Banking in Latin America (LatAm) is too often the preserve of those who can afford it or are willing to trust it. Historical hyperinflation, economic volatility and poor credit infrastructure means banks often overprice risk. To compensate, charges and interest rates can be high, pushing millions of potential clients out of the market.

Indeed, according to World Bank figures, two in every five Latin American workers have no bank or savings account.1 Of the unbanked in Brazil, Colombia and Peru, nearly 60% say excessive cost is the reason why they have no accounts. 

As mobile money operators have had far less impact than in underbanked areas of Africa, few Latin Americans have their wages paid electronically and many have to pay in cash for goods they buy online.

Cost and competition

This untapped market has attracted entrepreneurs and venture capitalists hoping to make a strong return on financial inclusion, helping customers manage their money better through lowcost, mobile financial products. 

Respondents from LatAm to The Economist Intelligence Unit’s global retail banking survey have their concerns about this new source of competition. With e-commerce growing fast, partnerships between the tech giants and fintechs rank second (cited by 31% for the 2020 time horizon) to payment players (44% for 2020) as the biggest, immediate non-traditional competitive threat to their business. 

It is not just transactional businesses such as payment processing that are feeling the heat. Other product lines are also under competitive pressure. According to the survey, 30% of LatAm respondents expect new entrants to gain market share in retail lending and leasing, higher than the global average (22%). Nearly seven in ten (68%) also expect peer-to-peer lending to be available on banking platforms by 2025.

According to trade association LAVCA, the fintech sector attracted 25% of the US$2bn of venture capital invested in LatAm last year.

“An inclusive economy, empowerment and wide digitisation have made the market propitious to any new digital financial initiative, making it a great business opportunity, especially for the new 100% digital banks,” says Jeferson Garcia Honorato, director of Next, the app-based bank from Bradesco, one of Brazil’s largest incumbents. “The emergence of digital banking in recent years is directly linked to a cycle of opportunities and demands generated by the hyper-connected audience.”  
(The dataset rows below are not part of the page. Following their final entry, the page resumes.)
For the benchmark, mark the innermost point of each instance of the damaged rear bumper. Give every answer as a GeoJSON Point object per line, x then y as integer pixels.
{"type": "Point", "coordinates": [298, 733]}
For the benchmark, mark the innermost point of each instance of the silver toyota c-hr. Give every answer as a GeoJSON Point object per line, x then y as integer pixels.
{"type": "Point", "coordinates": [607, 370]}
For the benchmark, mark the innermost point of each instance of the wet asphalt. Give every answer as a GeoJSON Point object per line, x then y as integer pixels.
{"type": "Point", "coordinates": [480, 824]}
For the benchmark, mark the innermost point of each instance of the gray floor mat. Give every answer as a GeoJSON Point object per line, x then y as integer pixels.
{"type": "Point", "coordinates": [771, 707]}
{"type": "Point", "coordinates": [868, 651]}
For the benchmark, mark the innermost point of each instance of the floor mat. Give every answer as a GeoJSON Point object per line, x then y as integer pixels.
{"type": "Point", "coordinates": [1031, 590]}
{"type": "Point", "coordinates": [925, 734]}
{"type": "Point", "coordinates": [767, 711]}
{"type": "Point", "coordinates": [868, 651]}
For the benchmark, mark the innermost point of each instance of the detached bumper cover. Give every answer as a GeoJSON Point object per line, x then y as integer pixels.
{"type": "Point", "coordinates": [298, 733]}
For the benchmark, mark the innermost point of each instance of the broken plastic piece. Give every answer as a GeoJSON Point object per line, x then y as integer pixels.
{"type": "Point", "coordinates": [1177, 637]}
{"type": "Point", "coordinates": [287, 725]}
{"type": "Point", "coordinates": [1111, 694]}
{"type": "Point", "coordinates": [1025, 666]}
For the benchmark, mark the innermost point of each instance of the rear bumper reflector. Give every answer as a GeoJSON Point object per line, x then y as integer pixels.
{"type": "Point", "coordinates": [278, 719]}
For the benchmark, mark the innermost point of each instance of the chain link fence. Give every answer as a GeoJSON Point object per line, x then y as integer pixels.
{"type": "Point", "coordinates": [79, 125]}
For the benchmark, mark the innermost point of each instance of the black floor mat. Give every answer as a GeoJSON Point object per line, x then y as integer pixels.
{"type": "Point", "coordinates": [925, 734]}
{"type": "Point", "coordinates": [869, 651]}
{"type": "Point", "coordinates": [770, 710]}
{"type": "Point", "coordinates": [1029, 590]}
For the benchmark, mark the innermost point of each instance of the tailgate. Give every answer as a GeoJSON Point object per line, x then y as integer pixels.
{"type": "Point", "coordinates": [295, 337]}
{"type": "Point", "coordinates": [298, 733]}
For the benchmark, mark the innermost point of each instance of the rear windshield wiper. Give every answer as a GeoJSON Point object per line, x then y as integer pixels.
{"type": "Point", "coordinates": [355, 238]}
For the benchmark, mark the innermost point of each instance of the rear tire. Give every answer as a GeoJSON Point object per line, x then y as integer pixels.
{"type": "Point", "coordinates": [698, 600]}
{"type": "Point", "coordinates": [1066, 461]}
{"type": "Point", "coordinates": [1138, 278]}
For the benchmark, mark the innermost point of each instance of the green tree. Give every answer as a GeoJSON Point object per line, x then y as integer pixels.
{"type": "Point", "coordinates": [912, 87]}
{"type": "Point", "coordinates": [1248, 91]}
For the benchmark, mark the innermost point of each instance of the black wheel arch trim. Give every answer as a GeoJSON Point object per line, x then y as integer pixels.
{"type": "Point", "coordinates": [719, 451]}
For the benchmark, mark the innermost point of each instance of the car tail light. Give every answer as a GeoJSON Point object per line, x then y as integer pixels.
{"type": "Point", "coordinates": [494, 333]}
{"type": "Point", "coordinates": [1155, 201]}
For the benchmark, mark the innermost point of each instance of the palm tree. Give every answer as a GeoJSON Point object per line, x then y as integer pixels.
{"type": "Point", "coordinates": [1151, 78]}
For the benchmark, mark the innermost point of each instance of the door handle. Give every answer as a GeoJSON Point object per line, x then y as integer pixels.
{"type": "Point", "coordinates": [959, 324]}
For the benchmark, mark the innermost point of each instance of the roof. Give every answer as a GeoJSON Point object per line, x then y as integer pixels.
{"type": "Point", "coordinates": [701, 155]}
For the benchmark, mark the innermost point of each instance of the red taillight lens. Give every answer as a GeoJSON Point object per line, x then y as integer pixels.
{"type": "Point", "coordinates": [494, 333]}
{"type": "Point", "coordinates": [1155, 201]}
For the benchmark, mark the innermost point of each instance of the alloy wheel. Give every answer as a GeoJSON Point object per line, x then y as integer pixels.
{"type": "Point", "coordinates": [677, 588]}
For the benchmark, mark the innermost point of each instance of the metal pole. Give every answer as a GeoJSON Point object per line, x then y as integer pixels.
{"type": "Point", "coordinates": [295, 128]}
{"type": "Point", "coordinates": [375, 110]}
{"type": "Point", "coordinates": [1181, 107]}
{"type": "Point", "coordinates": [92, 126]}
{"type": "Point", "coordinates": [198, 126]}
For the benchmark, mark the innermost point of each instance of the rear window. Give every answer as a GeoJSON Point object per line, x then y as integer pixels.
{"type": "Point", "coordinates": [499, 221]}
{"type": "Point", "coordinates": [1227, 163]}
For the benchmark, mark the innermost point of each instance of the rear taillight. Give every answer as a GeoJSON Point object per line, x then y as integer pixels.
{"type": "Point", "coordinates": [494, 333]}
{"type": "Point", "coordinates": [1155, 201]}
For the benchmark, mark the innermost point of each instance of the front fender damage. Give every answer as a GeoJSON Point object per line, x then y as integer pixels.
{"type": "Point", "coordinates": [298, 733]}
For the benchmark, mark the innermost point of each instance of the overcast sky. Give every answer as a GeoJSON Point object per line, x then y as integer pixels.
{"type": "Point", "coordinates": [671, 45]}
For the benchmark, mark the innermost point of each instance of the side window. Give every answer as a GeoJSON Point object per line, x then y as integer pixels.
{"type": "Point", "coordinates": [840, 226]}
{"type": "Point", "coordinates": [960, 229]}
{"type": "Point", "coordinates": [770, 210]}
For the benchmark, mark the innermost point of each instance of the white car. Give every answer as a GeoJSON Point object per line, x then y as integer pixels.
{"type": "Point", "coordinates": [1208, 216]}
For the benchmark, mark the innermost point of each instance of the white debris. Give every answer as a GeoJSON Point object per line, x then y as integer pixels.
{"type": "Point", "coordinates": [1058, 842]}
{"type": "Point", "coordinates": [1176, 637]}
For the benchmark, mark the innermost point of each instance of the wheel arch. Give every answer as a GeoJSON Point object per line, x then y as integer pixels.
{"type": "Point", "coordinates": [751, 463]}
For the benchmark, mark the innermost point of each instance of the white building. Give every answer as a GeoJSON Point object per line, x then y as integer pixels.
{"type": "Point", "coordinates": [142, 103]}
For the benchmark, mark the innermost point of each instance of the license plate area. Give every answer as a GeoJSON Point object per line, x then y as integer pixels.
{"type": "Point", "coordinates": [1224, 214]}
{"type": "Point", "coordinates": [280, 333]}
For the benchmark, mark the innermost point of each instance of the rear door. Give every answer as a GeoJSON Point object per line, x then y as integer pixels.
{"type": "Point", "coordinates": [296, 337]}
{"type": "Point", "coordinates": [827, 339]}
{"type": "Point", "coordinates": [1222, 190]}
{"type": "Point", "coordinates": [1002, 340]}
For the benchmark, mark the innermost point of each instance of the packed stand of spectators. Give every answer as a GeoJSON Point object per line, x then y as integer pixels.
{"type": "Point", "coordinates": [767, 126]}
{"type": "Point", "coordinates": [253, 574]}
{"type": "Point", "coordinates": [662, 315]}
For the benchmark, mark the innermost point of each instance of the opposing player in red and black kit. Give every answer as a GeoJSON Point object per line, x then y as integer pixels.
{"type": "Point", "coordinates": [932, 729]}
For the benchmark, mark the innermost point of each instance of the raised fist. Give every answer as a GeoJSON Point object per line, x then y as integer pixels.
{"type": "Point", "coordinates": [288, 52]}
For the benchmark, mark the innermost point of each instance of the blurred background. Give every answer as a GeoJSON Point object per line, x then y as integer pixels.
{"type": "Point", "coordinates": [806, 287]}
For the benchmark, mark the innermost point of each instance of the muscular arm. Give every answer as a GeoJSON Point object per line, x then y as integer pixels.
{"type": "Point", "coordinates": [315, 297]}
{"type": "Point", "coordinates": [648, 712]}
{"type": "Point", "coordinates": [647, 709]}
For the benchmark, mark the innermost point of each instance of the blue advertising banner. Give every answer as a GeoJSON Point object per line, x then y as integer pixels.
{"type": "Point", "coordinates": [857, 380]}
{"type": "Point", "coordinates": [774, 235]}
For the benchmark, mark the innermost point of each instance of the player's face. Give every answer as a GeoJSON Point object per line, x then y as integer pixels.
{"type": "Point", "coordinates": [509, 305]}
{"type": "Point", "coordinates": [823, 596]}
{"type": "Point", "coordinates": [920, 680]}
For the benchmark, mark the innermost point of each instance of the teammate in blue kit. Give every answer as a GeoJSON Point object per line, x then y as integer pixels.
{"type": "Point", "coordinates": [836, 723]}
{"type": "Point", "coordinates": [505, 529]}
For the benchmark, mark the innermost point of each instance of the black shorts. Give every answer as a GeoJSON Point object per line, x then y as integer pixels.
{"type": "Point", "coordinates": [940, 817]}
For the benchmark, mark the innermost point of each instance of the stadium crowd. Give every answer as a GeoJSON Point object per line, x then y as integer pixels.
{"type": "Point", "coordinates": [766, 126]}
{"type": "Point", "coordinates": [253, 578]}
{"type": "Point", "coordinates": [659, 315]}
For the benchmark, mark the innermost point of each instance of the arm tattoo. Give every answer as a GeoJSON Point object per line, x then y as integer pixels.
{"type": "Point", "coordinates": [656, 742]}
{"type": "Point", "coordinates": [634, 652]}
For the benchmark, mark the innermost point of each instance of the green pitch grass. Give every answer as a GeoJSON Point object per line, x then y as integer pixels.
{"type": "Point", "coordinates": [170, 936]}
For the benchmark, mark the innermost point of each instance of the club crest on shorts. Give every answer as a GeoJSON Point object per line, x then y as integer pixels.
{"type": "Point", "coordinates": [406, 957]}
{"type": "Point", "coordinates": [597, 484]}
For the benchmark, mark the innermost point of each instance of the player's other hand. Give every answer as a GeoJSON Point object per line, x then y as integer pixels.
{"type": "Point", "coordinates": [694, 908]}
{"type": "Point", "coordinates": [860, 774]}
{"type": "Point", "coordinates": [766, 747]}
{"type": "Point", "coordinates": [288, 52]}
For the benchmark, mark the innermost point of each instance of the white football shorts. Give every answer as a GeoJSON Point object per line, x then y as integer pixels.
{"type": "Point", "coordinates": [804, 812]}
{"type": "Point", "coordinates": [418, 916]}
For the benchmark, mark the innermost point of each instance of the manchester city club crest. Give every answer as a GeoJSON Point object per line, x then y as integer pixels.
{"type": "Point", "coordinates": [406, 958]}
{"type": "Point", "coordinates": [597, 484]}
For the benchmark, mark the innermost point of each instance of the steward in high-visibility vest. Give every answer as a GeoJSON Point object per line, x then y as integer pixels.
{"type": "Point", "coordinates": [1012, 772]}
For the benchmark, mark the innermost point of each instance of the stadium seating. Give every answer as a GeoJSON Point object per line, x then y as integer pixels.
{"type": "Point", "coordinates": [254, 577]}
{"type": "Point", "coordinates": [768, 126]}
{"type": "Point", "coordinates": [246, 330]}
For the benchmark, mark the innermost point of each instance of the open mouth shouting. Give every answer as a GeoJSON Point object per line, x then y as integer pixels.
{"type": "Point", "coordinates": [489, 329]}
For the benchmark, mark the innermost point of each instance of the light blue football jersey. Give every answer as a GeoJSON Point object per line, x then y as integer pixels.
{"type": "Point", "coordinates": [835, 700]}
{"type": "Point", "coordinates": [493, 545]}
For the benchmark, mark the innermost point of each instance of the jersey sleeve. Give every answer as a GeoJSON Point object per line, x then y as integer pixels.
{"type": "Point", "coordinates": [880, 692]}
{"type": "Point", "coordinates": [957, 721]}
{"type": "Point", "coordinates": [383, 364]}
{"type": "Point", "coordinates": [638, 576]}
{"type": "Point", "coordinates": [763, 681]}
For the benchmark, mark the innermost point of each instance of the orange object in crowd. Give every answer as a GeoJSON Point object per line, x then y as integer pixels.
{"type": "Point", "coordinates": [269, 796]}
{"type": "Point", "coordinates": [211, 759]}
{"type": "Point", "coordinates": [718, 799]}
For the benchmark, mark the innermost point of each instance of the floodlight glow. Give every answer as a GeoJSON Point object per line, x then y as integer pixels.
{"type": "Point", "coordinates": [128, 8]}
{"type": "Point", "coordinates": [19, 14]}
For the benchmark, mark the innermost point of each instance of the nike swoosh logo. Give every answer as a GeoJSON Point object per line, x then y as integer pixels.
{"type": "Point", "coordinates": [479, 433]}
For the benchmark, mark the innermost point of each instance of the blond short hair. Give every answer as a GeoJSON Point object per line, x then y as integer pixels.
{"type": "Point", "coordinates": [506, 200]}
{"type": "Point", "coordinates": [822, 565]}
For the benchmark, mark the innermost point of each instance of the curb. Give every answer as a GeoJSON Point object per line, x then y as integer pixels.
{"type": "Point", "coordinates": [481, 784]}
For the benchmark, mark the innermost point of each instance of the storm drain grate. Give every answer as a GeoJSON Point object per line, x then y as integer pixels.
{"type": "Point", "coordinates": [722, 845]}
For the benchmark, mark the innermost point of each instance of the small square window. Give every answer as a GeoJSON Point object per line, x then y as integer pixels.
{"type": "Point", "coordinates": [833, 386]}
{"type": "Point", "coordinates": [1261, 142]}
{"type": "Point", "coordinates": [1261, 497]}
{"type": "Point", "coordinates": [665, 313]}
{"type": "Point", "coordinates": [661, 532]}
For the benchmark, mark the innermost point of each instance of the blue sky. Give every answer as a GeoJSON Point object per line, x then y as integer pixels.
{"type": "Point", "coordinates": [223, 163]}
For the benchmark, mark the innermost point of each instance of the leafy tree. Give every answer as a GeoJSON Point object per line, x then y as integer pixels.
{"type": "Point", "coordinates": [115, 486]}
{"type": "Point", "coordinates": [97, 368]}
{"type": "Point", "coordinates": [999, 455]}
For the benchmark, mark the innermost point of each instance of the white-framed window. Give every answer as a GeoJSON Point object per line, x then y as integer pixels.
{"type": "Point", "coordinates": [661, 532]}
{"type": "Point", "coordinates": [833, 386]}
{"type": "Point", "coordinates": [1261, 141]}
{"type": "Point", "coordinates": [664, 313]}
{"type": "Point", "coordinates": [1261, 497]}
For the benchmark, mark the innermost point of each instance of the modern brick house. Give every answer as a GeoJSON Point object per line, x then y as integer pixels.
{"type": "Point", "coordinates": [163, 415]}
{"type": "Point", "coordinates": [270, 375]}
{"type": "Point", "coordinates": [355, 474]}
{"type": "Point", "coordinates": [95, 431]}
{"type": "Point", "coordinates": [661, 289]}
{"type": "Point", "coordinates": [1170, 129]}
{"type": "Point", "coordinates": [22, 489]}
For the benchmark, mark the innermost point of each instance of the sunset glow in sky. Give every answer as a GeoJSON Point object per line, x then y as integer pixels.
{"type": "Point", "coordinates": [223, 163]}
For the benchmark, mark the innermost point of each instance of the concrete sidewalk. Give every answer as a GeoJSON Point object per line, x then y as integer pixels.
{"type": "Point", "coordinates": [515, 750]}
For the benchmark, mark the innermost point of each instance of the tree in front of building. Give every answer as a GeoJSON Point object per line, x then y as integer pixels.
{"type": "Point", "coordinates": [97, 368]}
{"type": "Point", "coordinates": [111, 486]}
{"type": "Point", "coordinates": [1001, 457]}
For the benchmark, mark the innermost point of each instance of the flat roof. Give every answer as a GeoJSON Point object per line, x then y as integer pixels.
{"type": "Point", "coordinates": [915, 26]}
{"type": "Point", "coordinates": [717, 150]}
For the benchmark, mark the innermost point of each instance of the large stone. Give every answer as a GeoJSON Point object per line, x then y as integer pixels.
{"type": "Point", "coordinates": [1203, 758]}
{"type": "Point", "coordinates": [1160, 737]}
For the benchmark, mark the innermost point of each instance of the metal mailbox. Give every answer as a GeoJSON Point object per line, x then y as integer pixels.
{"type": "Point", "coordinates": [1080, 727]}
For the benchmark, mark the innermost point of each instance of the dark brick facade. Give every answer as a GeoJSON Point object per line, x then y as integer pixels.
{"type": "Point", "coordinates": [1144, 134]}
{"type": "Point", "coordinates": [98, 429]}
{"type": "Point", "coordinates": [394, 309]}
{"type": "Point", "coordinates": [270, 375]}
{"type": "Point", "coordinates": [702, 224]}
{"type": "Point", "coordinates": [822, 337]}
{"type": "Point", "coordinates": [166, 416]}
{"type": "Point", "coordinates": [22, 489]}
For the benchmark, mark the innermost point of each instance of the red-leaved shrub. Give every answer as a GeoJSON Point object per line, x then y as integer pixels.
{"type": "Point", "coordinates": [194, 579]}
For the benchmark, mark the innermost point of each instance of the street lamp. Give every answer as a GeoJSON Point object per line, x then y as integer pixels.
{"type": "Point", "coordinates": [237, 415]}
The market is substantial: Mr Garcia Honorato says there are 60m potential digital banking customers aged between 18 and 35 in Brazil alone. 

A new model

Politicians and regulators are taking action to make the banking system more competitive, and tackle the high cost of credit and transaction charges. The Brazilian central bank Banco Central do Brasil, for example, has introduced legislation on card fees in 2018.

The Conselho Administrativo de Defesa Econômica, the country’s competition authority, is also clamping down on poor practices that stifle the ability of competitors to offer new services at lower prices. 

Challengers, such as Mexican neo-bank albo, think traditional banks may struggle to adapt to models with no or very low charges for retail transactions.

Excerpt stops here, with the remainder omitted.